ORC Weather Routing Scoring

ORC Weather Routing Scoring


In 2023 several submissions to the ORC Congress asked why the “Scoring Wind” for coastal and offshore races was often very different from the wind conditions experienced by the competitors. This can happen when offshore and coastal races are scored using the All-Purpose Handicap (APH), which is based on a mix of the wind speeds and true wind angles from the polar curves on your certificate.

Whatever the conditions you experience in the race, when APH is used, the race is always scored on the same mix of wind speeds and directions. The Scoring Wind does not match what you experienced, because the APH mix of conditions was not the same as the real weather. Surprise, surprise, the APH is like a broken clock; it is only right twice a day!

In some regions, this problem is somewhat reduced by having race managers use ratings derived from scoring models customised to the historic trends of the race, or based on models that approximate the predicted weather conditions that lie ahead. Yet even these don’t always capture the actual conditions on the course.

This situation can only be improved by finding a mix of wind speeds and points of sailing that match what you see in the race. Attempts to score races based on the “observed” conditions have never been successful because:
- the data from the boats is hard to collect, and does not give course-wide conditions
- the race can only be scored after the finish using this approach.

Regardless, using these methods and their inherent inaccuracies, offshore sailors have for years had to endure the possibility that despite their best efforts at racing their boat they could still lose the race to a boat that was “lucky” by simply having weather that was more favourable to their rating.

The way the ORC has chosen to fix this problem is to use the forecasted weather.

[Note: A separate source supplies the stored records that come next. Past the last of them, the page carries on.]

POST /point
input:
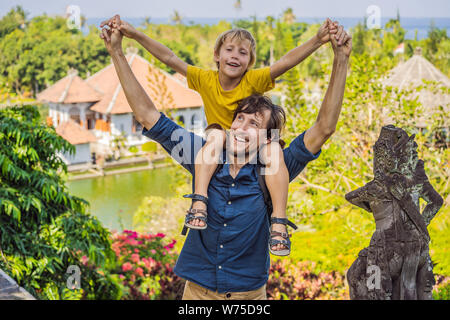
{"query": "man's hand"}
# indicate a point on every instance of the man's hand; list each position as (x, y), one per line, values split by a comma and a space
(326, 31)
(341, 43)
(113, 40)
(124, 27)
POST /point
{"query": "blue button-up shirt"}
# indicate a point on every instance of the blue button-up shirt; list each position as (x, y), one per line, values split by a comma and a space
(232, 253)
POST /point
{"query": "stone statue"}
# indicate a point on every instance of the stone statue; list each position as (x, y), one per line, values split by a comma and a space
(397, 263)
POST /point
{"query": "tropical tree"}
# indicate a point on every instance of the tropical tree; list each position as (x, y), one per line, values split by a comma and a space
(289, 16)
(176, 17)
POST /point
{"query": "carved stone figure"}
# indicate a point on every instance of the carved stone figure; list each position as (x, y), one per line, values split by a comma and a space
(397, 263)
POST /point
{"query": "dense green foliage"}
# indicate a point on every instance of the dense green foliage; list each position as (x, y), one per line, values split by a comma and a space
(39, 51)
(44, 229)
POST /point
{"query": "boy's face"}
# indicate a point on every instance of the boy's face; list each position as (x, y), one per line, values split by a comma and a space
(233, 57)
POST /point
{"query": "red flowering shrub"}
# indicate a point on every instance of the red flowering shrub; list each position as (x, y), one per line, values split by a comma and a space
(145, 266)
(289, 281)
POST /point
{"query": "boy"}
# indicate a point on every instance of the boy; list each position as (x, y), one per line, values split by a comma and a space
(234, 54)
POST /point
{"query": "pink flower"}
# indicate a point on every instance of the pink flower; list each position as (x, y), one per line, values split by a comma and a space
(139, 271)
(127, 267)
(135, 257)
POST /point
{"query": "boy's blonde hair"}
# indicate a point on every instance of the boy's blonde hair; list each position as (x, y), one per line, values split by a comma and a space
(239, 34)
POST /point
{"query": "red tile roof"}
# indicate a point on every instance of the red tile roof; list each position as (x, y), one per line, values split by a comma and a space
(70, 89)
(114, 101)
(74, 133)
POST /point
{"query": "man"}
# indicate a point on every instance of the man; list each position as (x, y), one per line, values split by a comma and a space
(230, 259)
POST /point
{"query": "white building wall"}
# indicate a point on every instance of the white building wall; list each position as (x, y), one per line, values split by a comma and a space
(194, 118)
(121, 122)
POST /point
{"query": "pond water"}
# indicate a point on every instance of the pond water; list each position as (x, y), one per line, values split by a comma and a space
(114, 199)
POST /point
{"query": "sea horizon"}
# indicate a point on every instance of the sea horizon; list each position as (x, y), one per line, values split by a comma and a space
(410, 24)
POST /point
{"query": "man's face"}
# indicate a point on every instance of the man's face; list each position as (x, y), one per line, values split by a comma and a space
(248, 133)
(233, 57)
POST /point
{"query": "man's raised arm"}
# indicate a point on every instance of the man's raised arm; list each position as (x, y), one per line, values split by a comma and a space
(141, 104)
(325, 124)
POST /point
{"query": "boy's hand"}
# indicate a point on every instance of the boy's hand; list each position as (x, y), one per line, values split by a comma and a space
(124, 27)
(113, 40)
(326, 30)
(341, 43)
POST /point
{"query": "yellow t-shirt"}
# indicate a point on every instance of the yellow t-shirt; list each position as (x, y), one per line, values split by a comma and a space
(220, 104)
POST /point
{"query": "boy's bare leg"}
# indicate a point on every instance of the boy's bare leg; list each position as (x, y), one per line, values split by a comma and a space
(205, 165)
(277, 181)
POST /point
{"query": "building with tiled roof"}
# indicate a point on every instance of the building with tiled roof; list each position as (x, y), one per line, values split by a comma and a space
(80, 138)
(411, 74)
(99, 106)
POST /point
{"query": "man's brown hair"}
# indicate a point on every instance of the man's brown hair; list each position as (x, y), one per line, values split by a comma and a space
(257, 103)
(239, 34)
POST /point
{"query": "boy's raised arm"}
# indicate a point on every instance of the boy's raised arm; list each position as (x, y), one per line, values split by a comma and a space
(141, 104)
(330, 109)
(300, 53)
(157, 49)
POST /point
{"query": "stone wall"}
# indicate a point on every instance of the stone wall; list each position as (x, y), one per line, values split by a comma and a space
(10, 290)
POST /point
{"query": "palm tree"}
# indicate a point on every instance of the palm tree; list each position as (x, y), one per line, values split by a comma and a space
(270, 36)
(238, 7)
(176, 17)
(288, 16)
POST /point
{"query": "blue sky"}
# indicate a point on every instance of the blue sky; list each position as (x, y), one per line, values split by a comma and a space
(225, 8)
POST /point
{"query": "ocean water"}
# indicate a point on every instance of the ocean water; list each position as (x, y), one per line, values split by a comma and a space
(422, 25)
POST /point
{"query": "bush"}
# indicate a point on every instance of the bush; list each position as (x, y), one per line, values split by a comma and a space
(289, 281)
(43, 229)
(145, 266)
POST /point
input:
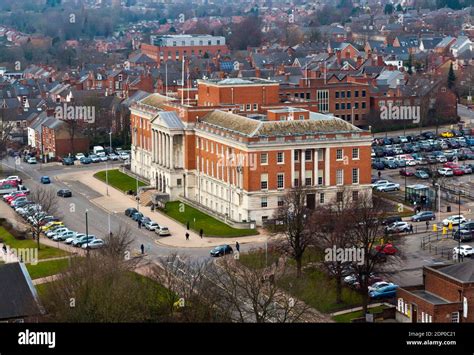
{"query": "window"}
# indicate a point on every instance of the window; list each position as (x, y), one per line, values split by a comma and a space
(281, 201)
(355, 176)
(280, 158)
(355, 196)
(355, 153)
(280, 180)
(339, 177)
(264, 181)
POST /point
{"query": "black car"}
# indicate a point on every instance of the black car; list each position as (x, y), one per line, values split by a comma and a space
(221, 250)
(68, 161)
(64, 193)
(391, 219)
(130, 211)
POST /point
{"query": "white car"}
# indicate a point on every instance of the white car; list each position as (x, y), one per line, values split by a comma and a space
(162, 231)
(388, 187)
(79, 156)
(464, 250)
(151, 226)
(380, 183)
(454, 220)
(379, 284)
(95, 244)
(445, 172)
(71, 239)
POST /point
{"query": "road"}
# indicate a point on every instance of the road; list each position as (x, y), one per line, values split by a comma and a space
(72, 210)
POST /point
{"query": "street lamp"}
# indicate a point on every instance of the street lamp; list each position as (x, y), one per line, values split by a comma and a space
(87, 234)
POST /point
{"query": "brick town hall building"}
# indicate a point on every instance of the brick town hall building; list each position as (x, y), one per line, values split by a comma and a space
(235, 156)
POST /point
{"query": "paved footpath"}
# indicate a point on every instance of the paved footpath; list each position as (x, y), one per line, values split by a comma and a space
(118, 202)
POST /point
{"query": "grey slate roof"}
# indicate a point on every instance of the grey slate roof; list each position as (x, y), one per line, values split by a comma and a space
(18, 297)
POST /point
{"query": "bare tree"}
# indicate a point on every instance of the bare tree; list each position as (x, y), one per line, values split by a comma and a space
(6, 128)
(294, 216)
(46, 204)
(253, 295)
(329, 226)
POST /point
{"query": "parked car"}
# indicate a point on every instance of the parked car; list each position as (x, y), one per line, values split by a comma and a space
(389, 291)
(464, 250)
(387, 249)
(406, 172)
(94, 244)
(421, 174)
(78, 242)
(454, 220)
(67, 161)
(423, 216)
(398, 227)
(221, 250)
(162, 231)
(151, 226)
(380, 183)
(388, 187)
(64, 193)
(445, 172)
(130, 211)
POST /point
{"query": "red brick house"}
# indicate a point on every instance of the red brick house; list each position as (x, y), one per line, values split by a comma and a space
(446, 296)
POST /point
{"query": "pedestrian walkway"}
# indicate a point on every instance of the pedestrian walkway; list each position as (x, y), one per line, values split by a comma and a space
(117, 202)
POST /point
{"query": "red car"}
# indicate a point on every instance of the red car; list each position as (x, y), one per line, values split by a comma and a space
(10, 199)
(450, 165)
(405, 172)
(387, 249)
(458, 171)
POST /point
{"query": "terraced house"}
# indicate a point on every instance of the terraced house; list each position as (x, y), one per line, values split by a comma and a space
(239, 168)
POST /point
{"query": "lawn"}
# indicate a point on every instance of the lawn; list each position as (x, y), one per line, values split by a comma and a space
(347, 317)
(45, 252)
(119, 180)
(211, 226)
(47, 268)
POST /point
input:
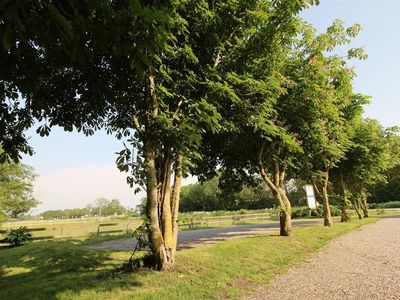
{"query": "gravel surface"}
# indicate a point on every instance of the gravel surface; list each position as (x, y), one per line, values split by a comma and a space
(364, 264)
(194, 238)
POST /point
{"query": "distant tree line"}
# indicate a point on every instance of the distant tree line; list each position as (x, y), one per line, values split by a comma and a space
(211, 196)
(16, 189)
(245, 89)
(101, 208)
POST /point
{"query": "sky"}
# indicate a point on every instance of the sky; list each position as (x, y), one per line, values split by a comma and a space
(75, 170)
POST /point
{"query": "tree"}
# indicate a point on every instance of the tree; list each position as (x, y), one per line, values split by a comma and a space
(154, 72)
(324, 83)
(210, 196)
(101, 204)
(16, 189)
(364, 165)
(390, 189)
(114, 207)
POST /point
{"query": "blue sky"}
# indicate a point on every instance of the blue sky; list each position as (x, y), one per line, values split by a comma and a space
(75, 170)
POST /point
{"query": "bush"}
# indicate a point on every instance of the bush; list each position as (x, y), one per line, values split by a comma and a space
(303, 212)
(391, 204)
(18, 236)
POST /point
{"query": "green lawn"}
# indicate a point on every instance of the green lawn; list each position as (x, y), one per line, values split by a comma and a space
(66, 269)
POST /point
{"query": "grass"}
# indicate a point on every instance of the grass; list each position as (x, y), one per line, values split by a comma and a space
(77, 228)
(68, 270)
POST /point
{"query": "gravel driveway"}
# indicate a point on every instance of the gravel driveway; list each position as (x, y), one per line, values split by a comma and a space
(193, 238)
(364, 264)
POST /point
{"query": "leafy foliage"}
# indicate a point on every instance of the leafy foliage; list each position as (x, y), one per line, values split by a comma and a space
(16, 189)
(18, 236)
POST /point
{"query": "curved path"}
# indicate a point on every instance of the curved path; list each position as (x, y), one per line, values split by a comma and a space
(193, 238)
(364, 264)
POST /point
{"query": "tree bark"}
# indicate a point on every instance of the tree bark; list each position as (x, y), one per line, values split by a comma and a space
(325, 198)
(345, 204)
(157, 167)
(364, 204)
(285, 216)
(357, 207)
(274, 185)
(161, 257)
(178, 176)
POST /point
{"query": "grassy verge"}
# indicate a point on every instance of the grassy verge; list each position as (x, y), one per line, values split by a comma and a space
(67, 270)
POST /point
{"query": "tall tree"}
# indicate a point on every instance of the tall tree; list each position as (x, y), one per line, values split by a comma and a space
(16, 189)
(156, 73)
(323, 88)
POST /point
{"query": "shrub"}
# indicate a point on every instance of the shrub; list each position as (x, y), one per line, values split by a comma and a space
(18, 236)
(303, 212)
(391, 204)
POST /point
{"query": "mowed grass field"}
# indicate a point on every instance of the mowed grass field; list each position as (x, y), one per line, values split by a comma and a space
(74, 227)
(69, 269)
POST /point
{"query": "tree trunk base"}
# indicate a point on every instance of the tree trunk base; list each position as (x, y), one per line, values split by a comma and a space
(286, 224)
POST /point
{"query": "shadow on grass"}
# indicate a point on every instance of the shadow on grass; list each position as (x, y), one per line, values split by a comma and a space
(43, 270)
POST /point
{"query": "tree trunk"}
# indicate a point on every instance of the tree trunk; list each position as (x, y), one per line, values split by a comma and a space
(345, 204)
(162, 259)
(158, 160)
(357, 207)
(178, 175)
(364, 204)
(274, 185)
(325, 198)
(285, 216)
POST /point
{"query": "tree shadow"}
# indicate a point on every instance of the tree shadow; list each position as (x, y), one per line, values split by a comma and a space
(44, 270)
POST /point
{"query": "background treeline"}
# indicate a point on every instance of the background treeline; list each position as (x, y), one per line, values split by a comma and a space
(209, 196)
(102, 207)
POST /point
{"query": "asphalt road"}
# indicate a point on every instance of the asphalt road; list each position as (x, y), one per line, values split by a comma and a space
(193, 238)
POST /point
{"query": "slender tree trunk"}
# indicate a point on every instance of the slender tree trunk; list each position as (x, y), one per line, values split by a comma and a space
(357, 207)
(364, 204)
(285, 216)
(325, 198)
(345, 204)
(162, 259)
(178, 175)
(279, 194)
(157, 167)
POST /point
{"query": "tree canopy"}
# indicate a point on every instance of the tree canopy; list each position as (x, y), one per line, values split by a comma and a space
(16, 189)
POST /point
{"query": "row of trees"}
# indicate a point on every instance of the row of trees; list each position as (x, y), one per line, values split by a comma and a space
(16, 189)
(211, 196)
(102, 207)
(245, 87)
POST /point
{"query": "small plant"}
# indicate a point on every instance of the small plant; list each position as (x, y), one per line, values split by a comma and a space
(18, 236)
(380, 211)
(142, 244)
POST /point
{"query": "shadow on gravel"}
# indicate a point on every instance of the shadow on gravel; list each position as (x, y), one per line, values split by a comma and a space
(389, 217)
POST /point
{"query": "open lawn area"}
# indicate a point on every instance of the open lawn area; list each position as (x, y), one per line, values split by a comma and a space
(67, 269)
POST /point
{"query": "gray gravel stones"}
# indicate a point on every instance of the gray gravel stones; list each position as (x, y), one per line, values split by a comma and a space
(364, 264)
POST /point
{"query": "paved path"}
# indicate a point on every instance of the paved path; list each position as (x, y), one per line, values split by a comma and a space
(364, 264)
(193, 238)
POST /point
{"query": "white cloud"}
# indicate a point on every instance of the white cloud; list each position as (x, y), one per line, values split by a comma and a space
(79, 186)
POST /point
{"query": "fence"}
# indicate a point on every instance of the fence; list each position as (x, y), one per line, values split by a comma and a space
(96, 228)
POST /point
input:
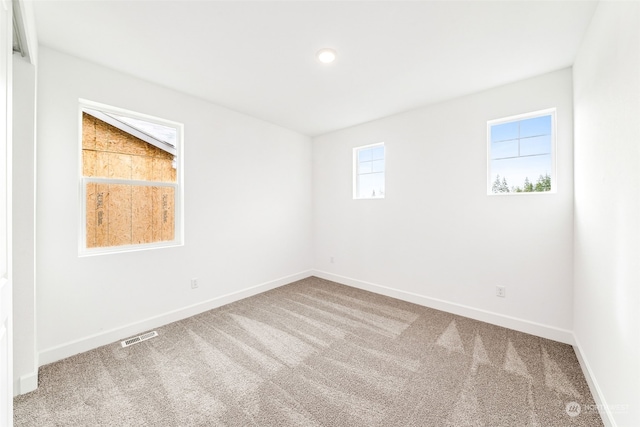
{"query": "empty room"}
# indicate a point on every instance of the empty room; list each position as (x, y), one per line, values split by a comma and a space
(320, 213)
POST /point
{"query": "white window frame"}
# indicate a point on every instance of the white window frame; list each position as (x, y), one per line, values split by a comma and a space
(84, 180)
(356, 174)
(554, 174)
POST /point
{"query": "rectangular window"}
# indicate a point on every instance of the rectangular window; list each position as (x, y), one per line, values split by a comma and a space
(368, 172)
(130, 181)
(522, 153)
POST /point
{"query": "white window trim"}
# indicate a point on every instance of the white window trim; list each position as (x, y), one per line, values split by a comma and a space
(554, 173)
(178, 240)
(355, 170)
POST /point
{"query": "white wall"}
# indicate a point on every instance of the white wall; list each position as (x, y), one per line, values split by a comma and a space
(25, 364)
(247, 213)
(607, 206)
(437, 238)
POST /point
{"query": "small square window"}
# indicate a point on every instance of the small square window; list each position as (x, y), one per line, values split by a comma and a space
(130, 182)
(522, 154)
(368, 171)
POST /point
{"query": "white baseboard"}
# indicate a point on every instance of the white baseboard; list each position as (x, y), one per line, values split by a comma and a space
(596, 392)
(62, 351)
(25, 383)
(521, 325)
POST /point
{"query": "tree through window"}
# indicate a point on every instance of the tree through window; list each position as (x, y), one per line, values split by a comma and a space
(521, 153)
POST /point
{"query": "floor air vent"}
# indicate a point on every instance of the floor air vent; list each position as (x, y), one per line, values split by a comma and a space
(139, 338)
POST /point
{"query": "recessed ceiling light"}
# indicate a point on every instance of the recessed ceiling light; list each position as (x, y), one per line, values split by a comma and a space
(326, 56)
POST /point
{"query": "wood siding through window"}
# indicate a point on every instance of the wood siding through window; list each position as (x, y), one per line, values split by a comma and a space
(125, 214)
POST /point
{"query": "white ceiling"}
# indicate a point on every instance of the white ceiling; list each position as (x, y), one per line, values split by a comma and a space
(259, 57)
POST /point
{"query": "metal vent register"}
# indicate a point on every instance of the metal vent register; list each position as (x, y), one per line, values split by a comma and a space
(139, 338)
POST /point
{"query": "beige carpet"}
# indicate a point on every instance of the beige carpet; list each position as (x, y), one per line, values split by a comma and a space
(316, 353)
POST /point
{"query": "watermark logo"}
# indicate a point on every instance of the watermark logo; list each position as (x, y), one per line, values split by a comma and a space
(573, 409)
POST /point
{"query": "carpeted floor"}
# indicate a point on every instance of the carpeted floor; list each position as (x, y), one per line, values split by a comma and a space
(316, 353)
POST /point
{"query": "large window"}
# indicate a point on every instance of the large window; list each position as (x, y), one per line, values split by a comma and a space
(522, 153)
(130, 181)
(368, 172)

The procedure is described in more detail later, but simply put this is how it works:

  • A few hours before the race start the whole fleet will sail a simulated race using the forecast weather (grib files)
  • This will allow each boat to pick its optimum route and point of sail around the course
  • The simulation will deliver the optimized route and predicted elapsed time for each boat
  • The Time Correction Factor for each boat to use in the race will be calculated from the differences in the Predicted Elapsed Time

Each boat will leave the start line knowing the TCF’s of all her competitors, based on the best forecast of the race conditions.


During 2024, the ORC staff will use the process described in the next section to handicap and score offshore races at ORC Championship events. At the same time ORC will develop the software needed to include Weather Routing Scoring as an accessible option for all race organisers.

It is important to note that race organisers who are happy using the various scoring options on the certificate do not need to stop doing this. If a fleet has problems with APH for coastal and offshore courses, then Weather Routing Scoring will do a better job.

The Process

  • A few hours before the race starts, the ORC scoring software will simulate the race using:
    • the best weather and current forecasts available for the race area and duration
    • the polar curves from the boat's certificate
    • the course geometry input by the race organiser
    • the “Predict Wind” optimum weather routing software

This process delivers a predicted optimum route, and a predicted elapsed time (PET) for every boat in the race.

ORC Weather Routing Scoring 2024
ORC Weather Routing Scoring 2024
  • This list of elapsed times will be used to create a scratch sheet, giving the time allowances for each boat.

Taking the fastest, the slowest and the chosen “Scratch Boat,” the race specific TCF can be calculated.

This process has two benefits:

  • The results are more equitable because the wind conditions used to score the race are not tied to the one-size-fits-all, All Purpose Handicap (APH).

The time allowances are available pre-start.


We all know weather forecasts are never right, but they are usually much better than the APH and some other pre-determined scoring models which never change.

The ORC’s analysis of previous races shows that the Predicted Elapsed Time for a race (Course length in miles * APH) is on average 30% too short, whereas the Predicted Elapsed Time using the Weather Routing process are on average within 5% of the actual elapsed time.

The routing process has proven robust, where a fleet of 30 boats can be processed in a few minutes.

The routing process will deliver the routing solutions to eliminate rogue events.

The routing process will also include a published algorithm that prevents anomalies due to wind holes where some of the fleet might be stopped.

Are there more questions? For sure, but the process will be strictly defined in the Sailing Instructions. There will be no debate about which forecasts to use and when to start the simulations.

The following will be defined in the Sailing Instructions:

  • The source of the wind and current forecast
  • The date and time of the forecast used for scoring
  • The procedure for dealing with delayed starts
For ORC World and European Championship offshore races in 2024, the Weather Routing Scoring procedure will be administered by the ORC team.